We’re here to help you! The Obama Administration is banning the only over-the-counter asthma inhaler because of environmental concerns.
Senate rejects House funding bill; shutdown looms.
While we chatter about superficial election debates and a falling satellite, the federal budget continues to crash and burn. What I find disturbing about the events in the Senate is this quote:
Democrats in the Senate, who are in the majority, oppose Republican efforts to roll back “green” energy programs to pay for aid for victims of Hurricane Irene and other disasters. They say disaster aid, usually a bipartisan issue, should not require cuts elsewhere — especially to programs creating green jobs — as the GOP majority in the House now demands. [emphasis mine]
So how do the Democrats expect to pay for this disaster aid? Will the money grow on trees?
The Times Atlas has backed down on its false claim of a 15% loss to the Greenland icecap due to global warming and has issued an apology.

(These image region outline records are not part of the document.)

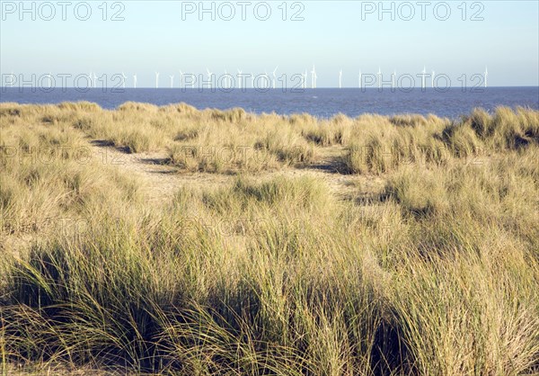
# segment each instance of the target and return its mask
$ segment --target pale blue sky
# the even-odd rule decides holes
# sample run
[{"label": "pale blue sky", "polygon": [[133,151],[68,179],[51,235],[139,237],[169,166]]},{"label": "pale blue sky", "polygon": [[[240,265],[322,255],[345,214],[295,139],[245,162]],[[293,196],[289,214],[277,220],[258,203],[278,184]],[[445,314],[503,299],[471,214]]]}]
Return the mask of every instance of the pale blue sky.
[{"label": "pale blue sky", "polygon": [[[6,3],[19,6],[18,1],[2,3],[4,10]],[[28,6],[31,3],[25,2]],[[67,8],[66,21],[62,21],[58,5],[53,21],[39,17],[32,21],[31,14],[26,13],[21,21],[18,9],[14,13],[4,12],[2,73],[123,71],[128,86],[137,73],[141,87],[154,86],[155,71],[161,72],[161,85],[166,86],[168,76],[177,76],[179,69],[199,74],[206,72],[207,67],[215,73],[235,72],[240,67],[243,72],[270,73],[278,66],[278,74],[291,75],[310,71],[314,64],[318,86],[323,87],[338,85],[340,69],[343,86],[357,86],[359,69],[376,73],[380,67],[388,74],[394,69],[397,75],[415,75],[426,66],[429,72],[448,75],[458,85],[461,75],[482,74],[488,66],[490,86],[539,85],[537,1],[481,2],[483,21],[469,20],[480,10],[473,2],[466,2],[468,20],[463,21],[462,7],[458,8],[462,1],[447,2],[452,12],[447,21],[435,17],[433,7],[440,2],[431,1],[422,21],[420,7],[412,1],[417,13],[409,22],[392,21],[388,13],[379,21],[377,13],[365,14],[362,20],[358,1],[304,1],[305,20],[296,22],[282,21],[278,8],[282,1],[269,2],[270,18],[257,20],[252,8],[260,2],[252,1],[246,21],[236,14],[227,22],[212,21],[209,14],[200,21],[196,13],[182,20],[181,2],[140,0],[121,2],[125,20],[117,22],[102,21],[98,8],[102,1],[88,2],[92,16],[80,21],[74,16],[77,3],[72,1]],[[112,3],[107,4],[109,18],[114,13]],[[230,3],[239,13],[238,3]],[[287,17],[294,13],[292,3],[287,4]],[[394,2],[395,7],[401,3]],[[220,2],[216,4],[218,6]],[[378,6],[379,3],[372,4]]]}]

Repeal it: A new study shows that in Ohio, 790,000 people will lose their private health insurance and premiums will rise 55%-85% when Obamacare takes full effect in 2014.
Whoa! A new poll shows black support for Obama slipping.
If so, the Democratic Party is doomed. Without the kneejerk 90%-plus support that blacks have been giving them for decades, there is a good chance the Democrats would unable to win almost any state- or nation-wide election.
The House unexpectedly defeated a spending bill today.
The bill would have funded the government at an annual rate of $1.043 trillion, in line with a bipartisan agreement reached in August. Many conservatives want to stick with the lower figure of $1.019 trillion that the House approved in April. The measure failed by a vote of 195 to 230, with 48 of the chamber’s most conservative Republicans joining Democrats in opposition. The vote demonstrated the continued reluctance of Tea Party conservatives to compromise on spending issues, even as the public grows weary of repeated confrontation on Capitol Hill. [emphasis mine]
I have highlighted the last line of the quote above to illustrate an example of Reuters inserting its own political agenda into a story, based not on facts but on fantasy and leftwing wishful thinking. Not only is there no indication that the public is “weary of repeated confrontation,” polls and recent special elections suggest that the public is instead quite weary of politicians unwilling to cut the federal budget. It is for this reason these conservative Republicans feel so emboldened. They know the political winds are at their backs.
With the Kyoto climate treaty expiring in 2012 and with almost no chance of a new treaty being agreed to this December at the next climate meeting in Durban, South Africa, Australia and Norway have proposed extending Kyoto until 2015.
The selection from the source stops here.